The patient's *K. pneumoniae* isolates exhibited a pandrug-resistant (PDR) phenotype, resistant to almost all available antibiotics. The pre-adapted phage M1 displayed high lytic activity against the patient's *K. pneumoniae* strains both *in vitro* and in mature biofilms. Genomic analysis revealed that phage M1 belonged to the *Slopekvirus* genus and lacked genes associated with toxicity, lysogeny, or antibiotic resistance. A single missense mutation (Thr281Arg) in the distal tail fiber protein was identified in the pre-adapted phage, potentially contributing to its enhanced lytic activity. Combination therapy with pre-adapted phage M1 and antibiotics (meropenem, colistin, and ceftazidime/avibactam) resulted in significant clinical, microbiological, and radiological improvement. *In vitro* studies demonstrated a synergistic effect of the phage-antibiotic combination in reducing bacterial counts in mature biofilms compared to either treatment alone (Fig. 8). Similarly, *in vitro* studies in suspensions showed enhanced efficacy of the phage-antibiotic combination (phage M1 with ceftazidime/avibactam and meropenem, but not colistin) against the PDR *K. pneumoniae* isolate (Fig. 9). The patient's serum showed evidence of phage-neutralizing antibodies after phage application, but these antibodies disappeared after 3 years. Three months after the combined phage-antibiotic therapy, the FRI was controlled, and the patient's clinical status had dramatically improved. Long-term follow-up (3 years) showed no recurrence of the infection.

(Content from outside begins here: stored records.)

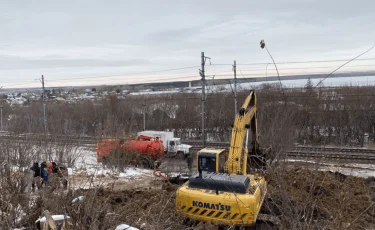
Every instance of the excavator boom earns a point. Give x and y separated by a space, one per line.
232 196
244 120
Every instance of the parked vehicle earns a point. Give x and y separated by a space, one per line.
144 150
172 145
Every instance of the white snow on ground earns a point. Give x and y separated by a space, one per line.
350 169
88 173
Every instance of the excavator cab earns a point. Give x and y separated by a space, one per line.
211 160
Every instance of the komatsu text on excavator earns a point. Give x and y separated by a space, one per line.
225 192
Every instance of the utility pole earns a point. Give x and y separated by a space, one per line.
201 72
1 123
144 117
44 106
235 88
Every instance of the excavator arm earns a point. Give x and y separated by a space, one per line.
244 128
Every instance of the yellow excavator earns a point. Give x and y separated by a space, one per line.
227 190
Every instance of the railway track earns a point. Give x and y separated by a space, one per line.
316 152
294 152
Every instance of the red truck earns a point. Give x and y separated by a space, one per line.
144 150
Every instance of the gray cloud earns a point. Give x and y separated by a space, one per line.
88 38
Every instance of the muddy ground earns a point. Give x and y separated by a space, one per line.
301 198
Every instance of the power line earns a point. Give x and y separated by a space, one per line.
342 66
307 62
263 45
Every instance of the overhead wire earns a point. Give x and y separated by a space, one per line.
342 66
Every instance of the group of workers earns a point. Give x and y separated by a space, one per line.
42 173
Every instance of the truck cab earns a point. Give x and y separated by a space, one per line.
175 147
172 145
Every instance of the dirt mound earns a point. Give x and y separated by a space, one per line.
313 199
301 198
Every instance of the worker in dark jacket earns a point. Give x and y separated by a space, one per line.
36 179
44 173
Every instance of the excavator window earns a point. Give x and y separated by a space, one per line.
207 164
222 162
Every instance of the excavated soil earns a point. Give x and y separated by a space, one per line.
301 198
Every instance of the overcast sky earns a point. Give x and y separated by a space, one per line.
105 41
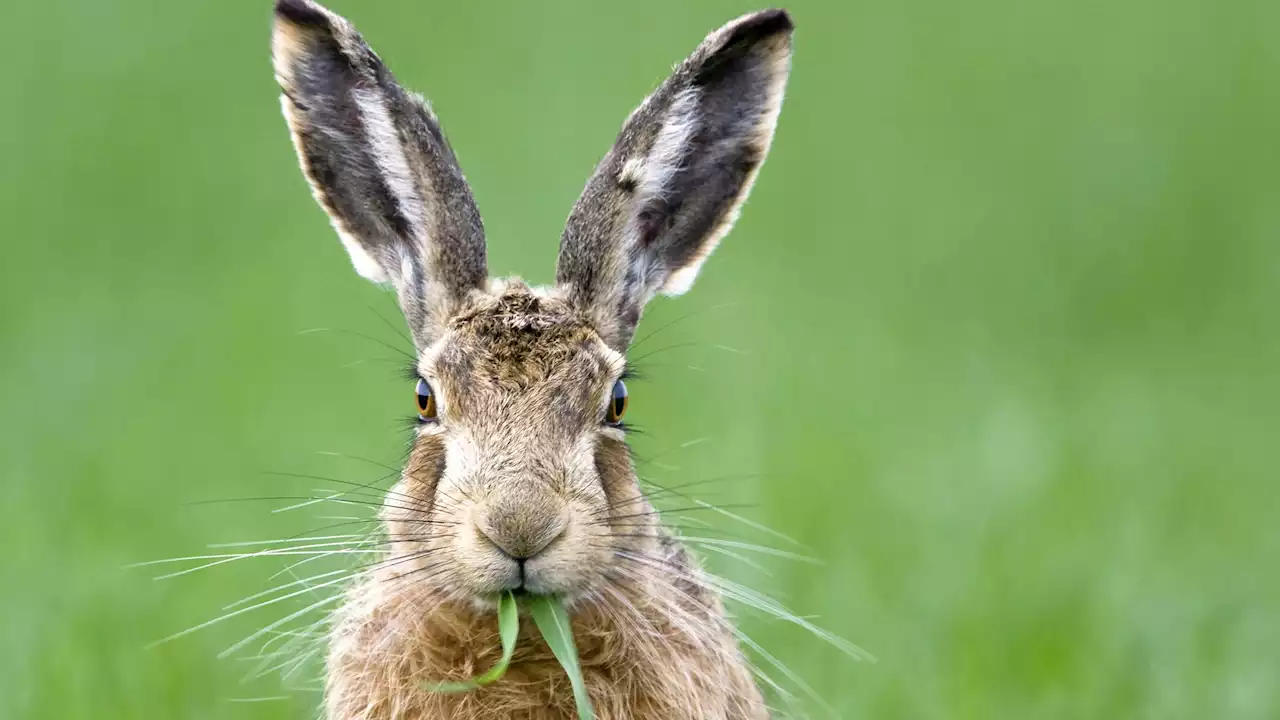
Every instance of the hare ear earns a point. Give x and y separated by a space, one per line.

This case study demonstrates the potential of pre-adapted phage therapy as a valuable addition to the treatment arsenal for infections caused by PDR bacteria. The successful outcome highlights the synergistic effect of combining phage therapy with appropriately selected antibiotics. The observed *in vitro* synergy suggests that pre-adapted phages may enhance antibiotic efficacy by targeting persister cells within biofilms and making them more susceptible to antibiotics. The development of neutralizing antibodies is a common occurrence in phage therapy, but in this case, their presence did not seem to negatively impact the therapeutic success. The long-term clinical success and absence of recurrence indicate a potential long-lasting therapeutic effect. The results support the further exploration of individualized, combined phage-antibiotic therapies for MDR bacterial infections, particularly in cases where conventional antibiotic treatment fails.

This case study provides strong evidence for the efficacy of a combined pre-adapted phage and antibiotic therapy in resolving a challenging FRI caused by a PDR *K. pneumoniae* strain. The successful outcome underscores the potential of personalized phage therapy as a valuable tool in combating MDR bacterial infections. Further research should focus on optimizing phage-antibiotic combinations, understanding the underlying mechanisms of synergy, and conducting larger clinical trials to validate these findings.

This study is a case report involving a single patient, limiting the generalizability of the findings. The local administration of phages prevents drawing firm conclusions regarding systemic effects. The precise mechanisms underlying the observed synergy between the phage and antibiotics remain to be fully elucidated. While the study provides compelling evidence of therapeutic success, larger, well-controlled clinical trials are needed to confirm the efficacy and safety of this approach in a wider patient population.